The film itself is something of a fractured fairy tale, which means of course that there's no happy ending or resolution to Naranjo's brutal portrait of corruption and culpability in the Mexican drug wars. Any woman catering to a fairy tale in this volatile environment is ... well ... a
pendeja and deserves what she wishes for, which explains why Lars Von Trier has nothing on Gerardo Naranjo, who puts his lead actress Stephanie Sigman through one torturous trial after the other. It's to her character Laura's credit that she survives at all, which is nothing short of miraculous, if largely unbelievable and bordering on the ludicrous. In fact, her escape from one bad situation is a mere pretext to guide her into an even worse situation: from the frying pan into the fire and then onto the top broiling rack of a gas oven. I couldn't escape the feeling—as Nayman has hinted above—that Naranjo's exploration of the rampant violence in Mexico is less social commentary than thinly-guised and glamorized brutality. Is this really what audiences want to see in Mexican movies? Obviously so, since Miss Bala has now arrived in the Awards Buzz sidebar at the 23rd edition of the Palm Springs International Film Festival (PSIFF) as Mexico's entry for the Best Foreign Language Film at the 84th Academy Awards®. Clearly, box office is expressing its prurient "watch-her-burn" interests?

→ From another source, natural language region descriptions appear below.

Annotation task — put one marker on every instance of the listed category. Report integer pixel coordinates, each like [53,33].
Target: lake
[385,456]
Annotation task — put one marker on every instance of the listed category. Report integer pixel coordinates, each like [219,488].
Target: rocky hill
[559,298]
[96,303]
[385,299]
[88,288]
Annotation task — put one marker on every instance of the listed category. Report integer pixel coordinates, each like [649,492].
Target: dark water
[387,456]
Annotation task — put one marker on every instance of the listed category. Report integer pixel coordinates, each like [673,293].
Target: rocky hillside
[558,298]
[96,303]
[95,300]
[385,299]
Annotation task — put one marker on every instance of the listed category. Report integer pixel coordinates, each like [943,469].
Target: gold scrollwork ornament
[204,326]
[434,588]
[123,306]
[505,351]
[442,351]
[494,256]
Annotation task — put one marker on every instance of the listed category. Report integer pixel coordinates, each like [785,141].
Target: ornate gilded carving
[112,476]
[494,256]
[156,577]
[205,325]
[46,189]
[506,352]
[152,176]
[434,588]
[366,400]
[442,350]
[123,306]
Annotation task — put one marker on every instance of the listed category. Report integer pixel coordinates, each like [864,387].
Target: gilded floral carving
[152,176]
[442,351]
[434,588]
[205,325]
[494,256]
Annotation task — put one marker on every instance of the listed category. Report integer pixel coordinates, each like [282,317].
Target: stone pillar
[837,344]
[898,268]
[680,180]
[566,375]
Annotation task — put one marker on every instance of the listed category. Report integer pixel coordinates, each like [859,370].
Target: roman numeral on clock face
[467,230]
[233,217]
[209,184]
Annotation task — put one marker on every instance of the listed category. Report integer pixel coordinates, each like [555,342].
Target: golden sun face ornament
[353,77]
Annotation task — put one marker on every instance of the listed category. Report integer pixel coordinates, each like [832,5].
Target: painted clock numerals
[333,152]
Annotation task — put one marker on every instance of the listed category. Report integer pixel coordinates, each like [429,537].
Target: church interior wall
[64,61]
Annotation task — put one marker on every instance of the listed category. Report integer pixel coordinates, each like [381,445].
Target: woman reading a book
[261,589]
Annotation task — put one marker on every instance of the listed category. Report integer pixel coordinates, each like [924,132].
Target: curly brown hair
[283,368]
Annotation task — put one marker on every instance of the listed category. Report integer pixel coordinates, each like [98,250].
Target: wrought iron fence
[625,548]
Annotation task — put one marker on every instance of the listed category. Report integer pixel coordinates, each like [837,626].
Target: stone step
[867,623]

At MUBI, Dave Hudson has vigilantly rounded up the enthused reviews from Cannes where Miss Bala premiered in the Un Certain Regard section. MUBI's Cannes coverage includes festival dispatches from Marie-Pierre Duhamel and Daniel Kasman and a video "questionnaire" conducted by Kasman and Ryland Walker Knight. Hudson then monitored the film's dampening critical reception at TIFF and the New York Film Festival.

I caught the North American premiere of Miss Bala in TIFF's Contemporary World Cinema sidebar where it was introduced by its Canana producers Gael Garcia Bernal and Diego Luna with director Naranjo and actress Sigman in attendance. Further—as it was the 10-year anniversary of 9/11—Miss Bala was preceded by a TIFF-produced short that recalled the role of the festival in ameliorating the shock at the time. Bernal recalled, "Ten years ago we were presenting a film here. The first time that we worked together. For those of you who don't remember, we had just won an award in Venice for Y Tu Mama Tambien. That was exactly 10 years ago. And as we know, stuff happened and the show had to be canceled on the 11th; but, we presented it on the 12th and it was a huge relief for everyone who was there in the cinema. We perhaps had one of the best and the most emotive projections of that movie. So we're incredibly happy to be here once again in Toronto presenting on September 11 as well a film that's relevant to our situation right now."